If West Australians are hard running, then what are Queenslanders? According to QAFL coach Wayne Brittain, it’s physicality and fitness, which is what he loves about Queensland footy.
“Someone can’t just come up and earn a cheap dollar and get an easy kick of the footy. If they want an easy kick of the footy, they’ll have to go somewhere else. They have to earn their kicks and they have to get themselves reasonably fit to play well in games of footy up here,” said Brittain.
Conditions permitting, the key pillars may have a big say in the way this one plays out. The battle between the strong-bodied QAFL forwards like Alexander Mitchell and Bryce Retzlaff and the likes of defender and WAAFL captain Jake Colvin.
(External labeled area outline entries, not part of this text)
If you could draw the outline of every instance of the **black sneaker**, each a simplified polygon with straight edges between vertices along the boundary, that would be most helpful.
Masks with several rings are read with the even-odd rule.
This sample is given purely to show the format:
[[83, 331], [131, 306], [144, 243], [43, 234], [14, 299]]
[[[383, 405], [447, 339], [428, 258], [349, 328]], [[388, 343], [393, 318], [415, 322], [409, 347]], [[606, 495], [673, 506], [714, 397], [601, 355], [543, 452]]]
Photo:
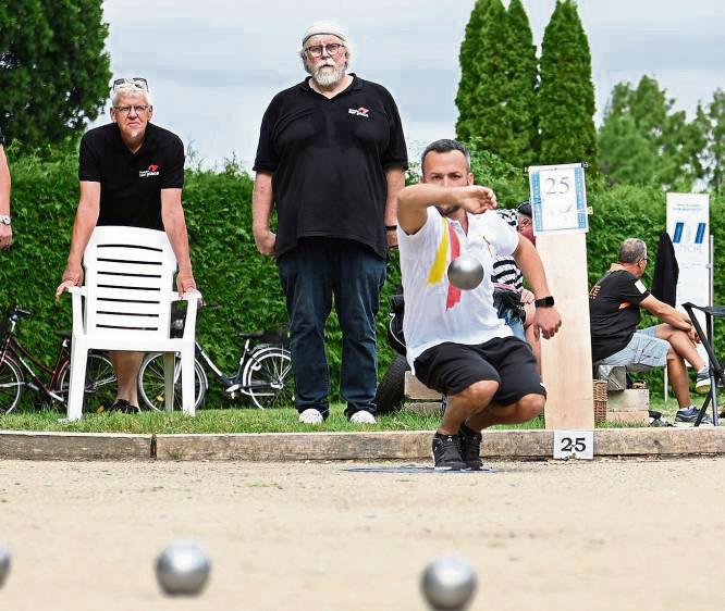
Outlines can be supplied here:
[[[687, 410], [677, 410], [677, 413], [675, 414], [675, 425], [679, 424], [681, 425], [692, 425], [695, 424], [695, 421], [698, 419], [698, 414], [700, 413], [700, 410], [697, 408], [689, 408]], [[708, 414], [705, 414], [702, 417], [702, 422], [700, 423], [701, 425], [704, 426], [712, 426], [712, 420]]]
[[481, 460], [481, 440], [483, 437], [481, 434], [462, 424], [458, 438], [460, 439], [460, 456], [468, 469], [481, 471], [483, 469], [483, 461]]
[[433, 462], [435, 471], [463, 471], [466, 463], [460, 458], [460, 446], [457, 435], [433, 436]]
[[113, 404], [106, 410], [107, 412], [121, 412], [123, 414], [137, 414], [140, 413], [138, 406], [132, 406], [125, 399], [116, 399]]

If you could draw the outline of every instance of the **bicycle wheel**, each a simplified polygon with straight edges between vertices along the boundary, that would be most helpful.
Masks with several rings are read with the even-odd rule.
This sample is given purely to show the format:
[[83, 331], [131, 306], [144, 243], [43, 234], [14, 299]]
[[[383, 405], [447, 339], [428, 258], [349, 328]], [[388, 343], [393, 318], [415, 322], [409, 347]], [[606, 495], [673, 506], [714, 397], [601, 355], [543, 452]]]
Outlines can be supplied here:
[[[69, 362], [60, 375], [61, 395], [67, 401], [71, 386], [71, 363]], [[100, 412], [102, 408], [113, 404], [119, 394], [119, 381], [115, 378], [113, 364], [105, 354], [88, 353], [86, 361], [86, 382], [83, 392], [83, 411]]]
[[[201, 363], [194, 359], [194, 409], [198, 410], [207, 394], [209, 381]], [[165, 382], [163, 377], [163, 352], [150, 352], [144, 358], [138, 371], [138, 394], [142, 408], [157, 412], [167, 409]], [[181, 357], [174, 359], [174, 410], [182, 409]]]
[[0, 415], [9, 414], [17, 407], [24, 386], [23, 371], [5, 354], [0, 361]]
[[242, 384], [260, 410], [293, 407], [295, 378], [290, 351], [273, 347], [255, 350], [244, 365]]

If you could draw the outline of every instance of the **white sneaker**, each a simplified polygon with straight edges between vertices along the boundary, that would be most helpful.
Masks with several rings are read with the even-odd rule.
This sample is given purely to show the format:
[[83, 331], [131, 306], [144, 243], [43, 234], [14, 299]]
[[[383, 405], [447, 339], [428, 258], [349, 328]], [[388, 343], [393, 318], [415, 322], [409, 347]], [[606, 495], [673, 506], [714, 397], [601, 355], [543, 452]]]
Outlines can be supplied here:
[[365, 410], [360, 410], [359, 412], [355, 412], [349, 421], [353, 424], [378, 424], [378, 421], [376, 420], [376, 416], [373, 416], [370, 412], [366, 412]]
[[324, 421], [319, 410], [309, 408], [299, 414], [299, 422], [304, 424], [321, 424]]

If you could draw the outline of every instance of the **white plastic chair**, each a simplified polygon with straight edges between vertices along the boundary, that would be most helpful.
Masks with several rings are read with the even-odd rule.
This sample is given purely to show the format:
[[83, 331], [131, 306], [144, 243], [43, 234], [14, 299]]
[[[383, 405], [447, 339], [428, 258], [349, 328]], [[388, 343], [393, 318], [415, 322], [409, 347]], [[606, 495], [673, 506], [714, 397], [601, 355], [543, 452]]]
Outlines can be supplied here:
[[[83, 258], [85, 286], [71, 287], [73, 342], [67, 419], [83, 413], [88, 350], [164, 352], [167, 411], [174, 403], [174, 353], [181, 353], [182, 410], [194, 415], [194, 334], [199, 292], [188, 300], [184, 336], [170, 337], [176, 258], [164, 232], [96, 227]], [[82, 299], [85, 298], [84, 299]]]

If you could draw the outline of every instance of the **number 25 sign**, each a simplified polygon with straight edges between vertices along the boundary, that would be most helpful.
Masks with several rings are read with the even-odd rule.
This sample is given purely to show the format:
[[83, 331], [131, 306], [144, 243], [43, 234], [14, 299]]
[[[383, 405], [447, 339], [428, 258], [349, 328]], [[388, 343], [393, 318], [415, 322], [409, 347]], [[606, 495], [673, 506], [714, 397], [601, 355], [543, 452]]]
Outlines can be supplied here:
[[580, 163], [529, 167], [533, 233], [586, 233], [587, 186]]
It will be interesting to see if Colvin can use his great footy brain, to read the play and chop off the supply to the dangerous QAFL forwards.
WAAFL’s Jake Colvin.
QAFL’s Bryce Retzlaff.
Young guns and wily old foxes
Given that the WAAFL side is an Under 23 team, there could be some concern from the West Australians about going up against the mature Queensland bodies. According to WAAFL coach Clint Testa though, it’s more of an advantage than a problem.
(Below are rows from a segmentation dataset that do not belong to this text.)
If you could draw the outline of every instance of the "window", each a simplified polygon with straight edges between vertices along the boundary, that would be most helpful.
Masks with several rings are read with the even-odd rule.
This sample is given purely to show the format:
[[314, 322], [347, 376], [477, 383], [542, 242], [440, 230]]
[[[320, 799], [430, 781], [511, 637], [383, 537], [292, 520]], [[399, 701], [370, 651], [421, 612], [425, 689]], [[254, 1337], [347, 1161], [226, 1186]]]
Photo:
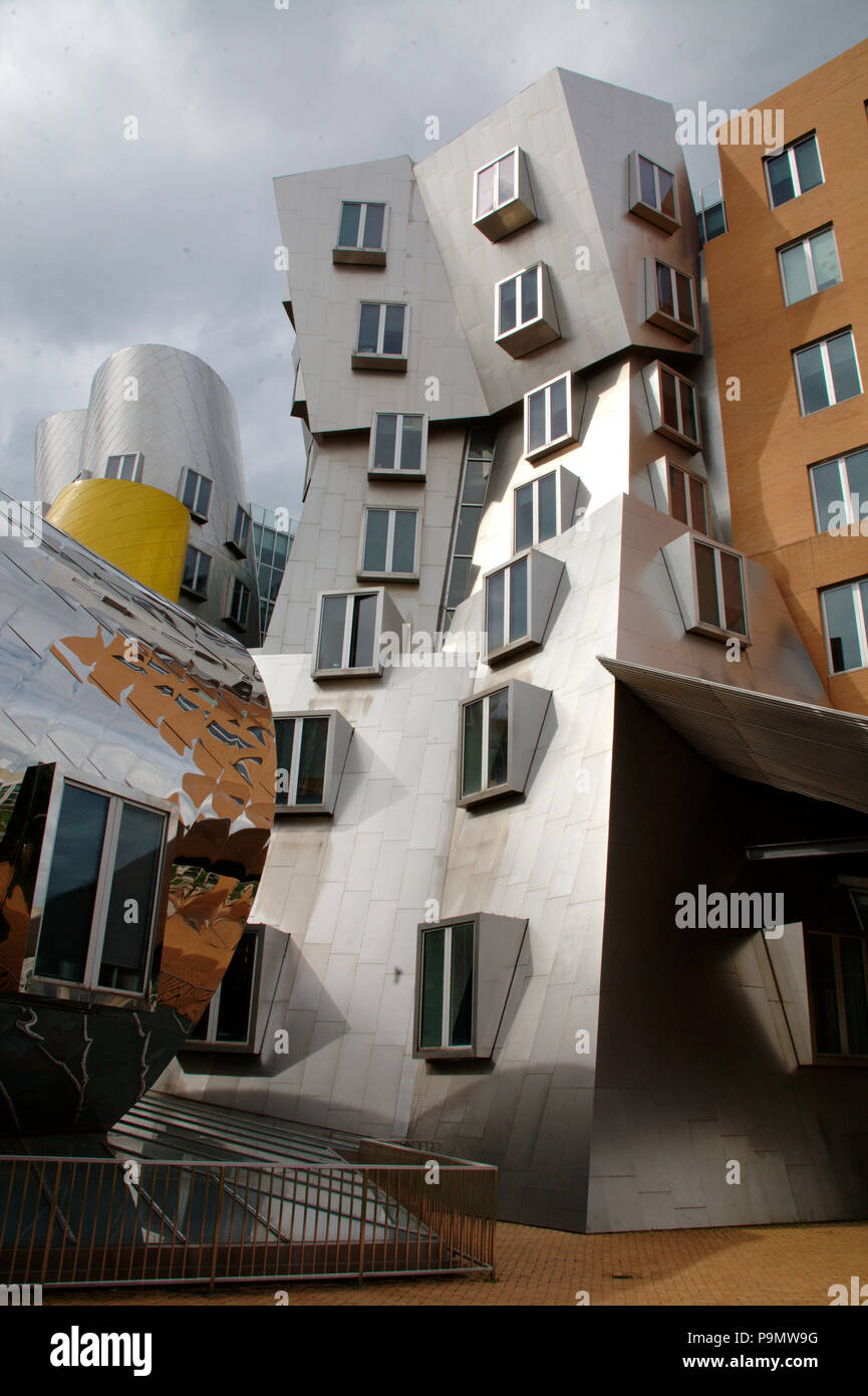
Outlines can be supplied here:
[[868, 448], [811, 466], [811, 491], [819, 533], [833, 525], [858, 532], [862, 508], [868, 514]]
[[255, 1025], [260, 931], [243, 933], [234, 955], [208, 1008], [190, 1033], [186, 1047], [209, 1046], [246, 1050], [253, 1047]]
[[638, 152], [629, 162], [629, 211], [670, 233], [680, 228], [675, 176]]
[[515, 359], [560, 339], [548, 268], [543, 262], [498, 281], [494, 338]]
[[366, 510], [359, 572], [417, 579], [417, 510]]
[[106, 461], [106, 480], [141, 480], [141, 452], [134, 455], [110, 455]]
[[227, 546], [239, 554], [247, 557], [247, 539], [250, 537], [250, 514], [239, 504], [234, 511], [234, 526], [232, 537], [226, 539]]
[[[652, 380], [653, 381], [653, 380]], [[699, 413], [696, 389], [689, 378], [674, 369], [656, 364], [654, 429], [673, 441], [696, 450], [699, 447]]]
[[787, 306], [816, 296], [819, 290], [836, 286], [841, 279], [832, 228], [822, 228], [819, 233], [783, 247], [777, 260]]
[[816, 135], [805, 135], [787, 145], [779, 155], [769, 155], [765, 166], [772, 208], [779, 208], [823, 183]]
[[368, 267], [385, 265], [385, 204], [341, 204], [338, 243], [332, 261]]
[[694, 542], [699, 621], [733, 635], [747, 635], [741, 558], [709, 543]]
[[240, 577], [233, 577], [229, 584], [229, 609], [226, 611], [226, 620], [239, 630], [246, 630], [248, 606], [250, 586], [246, 586]]
[[407, 366], [407, 307], [363, 302], [359, 307], [359, 339], [353, 369]]
[[507, 151], [473, 176], [473, 223], [495, 243], [536, 218], [525, 154]]
[[33, 976], [144, 995], [169, 807], [59, 776], [49, 826], [53, 818], [38, 874], [42, 914]]
[[868, 1057], [868, 959], [862, 935], [808, 931], [811, 1026], [818, 1057]]
[[864, 669], [868, 664], [865, 631], [868, 578], [844, 582], [843, 586], [829, 586], [821, 596], [829, 645], [829, 671], [841, 674], [847, 669]]
[[682, 470], [680, 466], [673, 465], [671, 461], [667, 461], [666, 465], [668, 511], [671, 517], [681, 524], [687, 524], [696, 533], [710, 536], [712, 529], [705, 480], [691, 475], [689, 470]]
[[198, 475], [190, 469], [184, 470], [181, 503], [184, 508], [190, 510], [194, 519], [205, 522], [211, 504], [211, 480], [207, 475]]
[[473, 1047], [473, 921], [421, 933], [419, 1048]]
[[186, 592], [193, 596], [205, 597], [208, 595], [208, 572], [211, 571], [211, 558], [207, 553], [200, 553], [197, 547], [191, 544], [187, 546], [187, 556], [184, 558], [184, 575], [181, 579], [181, 586]]
[[558, 472], [550, 470], [514, 490], [515, 551], [555, 537], [558, 529]]
[[804, 417], [855, 398], [862, 391], [851, 329], [795, 349], [793, 363]]
[[565, 373], [525, 394], [525, 455], [530, 461], [572, 440], [571, 376]]
[[427, 436], [427, 419], [420, 412], [377, 412], [368, 475], [423, 476]]
[[646, 318], [684, 339], [695, 339], [698, 329], [692, 278], [656, 257], [649, 257], [646, 265], [650, 281]]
“With the young group, what I found last year and certainly what I’ve found this year, is just their willingness to learn is what kind of gets us working as well as we do together,” said Testa.
“The chemistry in the group is really good.”
The theory is that the young guns follow suit and don’t ask questions, while the wily old foxes like to play the game their way. Come game day, part of the story told will be about which team gels and which team has players that are just chasing a kick.
In any contest, much is made about the midfield battle and why not? That’s where it all starts. When the first ball is bounced, it’s all about who is going to give their team first use of the footy.
Andrew Vawser is the one for the WAAFL; he loves getting the hard ball and doesn’t mind getting a bit of attention on the footy field. If he’s getting his hands on the footy it could prove dangerous for the QAFL, who’ll want to prevent him from breaking away and getting out into space, where he can use his speed.
Steve Brittain has to get a mention, just off the back of his ability to impact the game in so many different ways. In the midfield he can win the contested footy and knock the opposition around like bowling pins, but send him forward and he’ll use his big frame to hold out his opponent while he takes marks and kicks goals. If any of the bigger bodies are going to be an issue for the WAAFL players, it’s probably going to be this one.
WAAFL’s Andrew Vawser
QAFL’s Steve Brittain
Way back when
Last time these two leagues went at it, they did so in torrential rain for much of the game, which many thought would suit the bigger Queensland bodies, but it wasn’t to be. The WAAFL ran out winners 10.6.66 to 6.16.52, after making the most of their opportunities in the second half.
A point of note though, is that the West Australians did get off to a slow start, something that’s to be expected from a team that needed to travel so far. It remains to be seen if history will repeat itself, but the WAAFL side will need to make sure their head is in the game from the first bounce.